Sometimes potential clients come to me with an existing website that is “hosted by their old web designer.” This always makes me cringe, and the first thing I recommend doing – immediately – is getting the client onto their own hosting account.
This type of arrnagement, where the web designer “hosts” your website for you, is more common in low-budget package deals. Get a custom website for a thousand bucks, AND we’ll host your site for only $40 a month! Gah. Cringe.
Please. Don’t do it.
A maintenance package or retainer for updates and ongoing work is fine, but please, for the love of the Internet, buy your own hosting account and domain name. It makes life just a little bit simpler, and I think we can all use a little more simplicity.
The obvious reason for paying for your own hosting account (directly with the hosting provider, that is) is that you control who gets access to your website, plain and simple. Don’t like the web designer you’re currently working with? Change FTP and cpanel passwords. Want to work with a new designer? Create a new FTP account.
Plus, not having someone else own your hosting account (or domain name) means you can cross ‘website hostage situation’ firmly off of the worry-list. May as well.
Another way to look at it is this: what happens when your current web guy (that is hosting your site) stops responding to emails, gets too busy, or just can’t deliver what your business needs? Someone has to be responsible for migrating the site to a new hosting account. Who picks up the tab for the migration? Will it be the new designer? The old designer? You? I’m betting on the latter.
Not convinced? Even more reasons!
If your site goes down, you want a company with real people that you can talk to 24/7, not a guy who is white-labeling your hosting from god-knows-what hosting company. It just makes sense to hold the company who is actually providing the services accountable and to have direct access to their support.

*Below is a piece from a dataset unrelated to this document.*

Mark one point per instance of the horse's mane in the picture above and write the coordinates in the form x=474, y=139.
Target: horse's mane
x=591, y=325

If you’re paying WP Engine $30 a month on your own credit card, you know you’re getting solid hosting from WP Engine. If you’re paying your web designer $30 a month for hosting, chances are you’ve got a bottom-tier shared hosting account that should really cost $6/month. You just don’t know.
I touched on this above, but doesn’t it make sense to know that a) your website is on a secure server with a reputable company and b) that you know who has access to your website and c) that you can revoke access from people whenever you’d like?
And While You’re At It
Separate out your email hosting. Same deal: what happens when your current hosting isn’t robust enough and you need to upgrade hosts? You have to migrate emails. It’s not fun. I’ve done it and I can promise you so hard that it’s not fun. Use Google Apps, or Zoho Mail, or buy a separate hosting plan JUST for serving your email.